Advanced Micro Devices (AMD) is getting ready to launch Barcelona, its first quad-core server chip.
A successful Barcelona launch, expected to happen during the third quarter, is critical for AMD, which has seen its share of the server market battered in recent quarters by Intel. Those market-share losses came with a heavy price, dragging AMD's finances into the red. In April, the company announced a $611 million loss, largely attributed to tougher competition and a price war with Intel.
To stem these losses, AMD has cut discretionary spending but executives are counting on Barcelona to restore its financial health and turn the tables on its archrival.
Kevin Knox, the vice president of AMD's commercial business, recently sat down with IDG News Service to discuss preparations for Barcelona's upcoming launch. What follows is an edited transcript of that conversation.
IDGNS: Where do things currently stand with Barcelona?
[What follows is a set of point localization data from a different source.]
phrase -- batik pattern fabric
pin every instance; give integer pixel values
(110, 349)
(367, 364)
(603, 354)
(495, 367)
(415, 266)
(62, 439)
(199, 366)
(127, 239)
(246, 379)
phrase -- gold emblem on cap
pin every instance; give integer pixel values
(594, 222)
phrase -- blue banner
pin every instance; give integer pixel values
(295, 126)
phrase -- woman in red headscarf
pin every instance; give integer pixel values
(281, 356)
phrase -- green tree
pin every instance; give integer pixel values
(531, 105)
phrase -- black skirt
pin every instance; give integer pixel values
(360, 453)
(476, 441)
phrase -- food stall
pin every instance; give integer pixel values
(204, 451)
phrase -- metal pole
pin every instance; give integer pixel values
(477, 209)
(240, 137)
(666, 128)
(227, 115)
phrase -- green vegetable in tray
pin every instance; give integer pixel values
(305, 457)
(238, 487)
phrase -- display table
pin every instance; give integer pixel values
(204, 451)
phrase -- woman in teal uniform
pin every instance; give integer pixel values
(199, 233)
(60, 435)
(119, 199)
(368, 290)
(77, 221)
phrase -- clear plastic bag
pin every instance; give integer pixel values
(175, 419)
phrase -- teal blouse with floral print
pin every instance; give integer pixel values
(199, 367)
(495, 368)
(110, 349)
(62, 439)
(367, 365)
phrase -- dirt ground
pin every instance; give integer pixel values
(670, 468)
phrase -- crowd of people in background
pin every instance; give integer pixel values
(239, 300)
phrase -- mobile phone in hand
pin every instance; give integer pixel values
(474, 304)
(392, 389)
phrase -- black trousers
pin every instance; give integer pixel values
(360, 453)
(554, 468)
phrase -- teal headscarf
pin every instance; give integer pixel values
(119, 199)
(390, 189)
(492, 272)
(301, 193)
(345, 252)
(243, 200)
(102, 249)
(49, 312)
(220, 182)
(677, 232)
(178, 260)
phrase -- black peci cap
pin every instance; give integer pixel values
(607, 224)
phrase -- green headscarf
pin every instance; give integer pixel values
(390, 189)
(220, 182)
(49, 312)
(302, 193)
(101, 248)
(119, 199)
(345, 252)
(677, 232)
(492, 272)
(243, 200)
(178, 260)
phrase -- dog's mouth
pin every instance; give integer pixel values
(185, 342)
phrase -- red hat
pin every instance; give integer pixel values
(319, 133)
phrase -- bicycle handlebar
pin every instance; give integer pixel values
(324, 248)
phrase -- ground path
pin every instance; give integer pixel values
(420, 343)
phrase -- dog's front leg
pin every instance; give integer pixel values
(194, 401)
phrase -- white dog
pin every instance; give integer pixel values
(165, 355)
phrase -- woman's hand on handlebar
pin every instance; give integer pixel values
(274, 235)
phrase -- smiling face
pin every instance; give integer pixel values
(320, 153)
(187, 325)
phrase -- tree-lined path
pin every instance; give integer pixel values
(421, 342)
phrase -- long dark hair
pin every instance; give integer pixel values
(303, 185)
Kevin Knox: We're still on target for a mid-year launch with Barcelona. We're actually pretty excited about the product, particularly with respect to some of the features that we're going to enable. When we started out with Barcelona it had a certain feature set. From the time we started out, from the design perspective, the aspects we're going to address, things like virtualization and power, have become more important to the industry. We think its going to have a bigger impact than we originally anticipated.
IDGNS: Is Barcelona going to reverse AMD's recent losses in server market share?
Knox: I firmly believe it will. A lot of that has to do with this not being just a speed upgrade. If it was just a speed upgrade, it's a lot more challenging at any point in time to get an advantage and maintain that advantage.
Barcelona is not just a quad-core chip, it's more than quad core. We've made fundamental, significant changes to the architecture as part of the chip. We looked at the overall design, at the cache and the pipelines, so it's a lot more than just taking two dual-core chips and saying it's quad core. It's a true, native quad-core design with enhancements at the processor level.
IDGNS: How do you view comparisons between Barcelona and Intel's quad-core server chips?
Knox: If you look at the two products, they're very different products. If you go back many years, when we designed Opteron, Opteron was designed for multi-chip, multi-core environments. When we went from single core to dual core, it wasn't a big thing for us. When we went from dual core to quad core, the reason this has taken a little longer is we made some enhancements to the core, not because going to four cores was the major challenge. What we've focused on is doing enhancements to the core and doing virtualization.
This is probably a larger and more important launch than you've seen in the past. There's a lot riding on the ecosystem, the ISVs, and hardware vendors, to make sure we have all the pieces in a line so when we do launch we can have pretty quick uptake.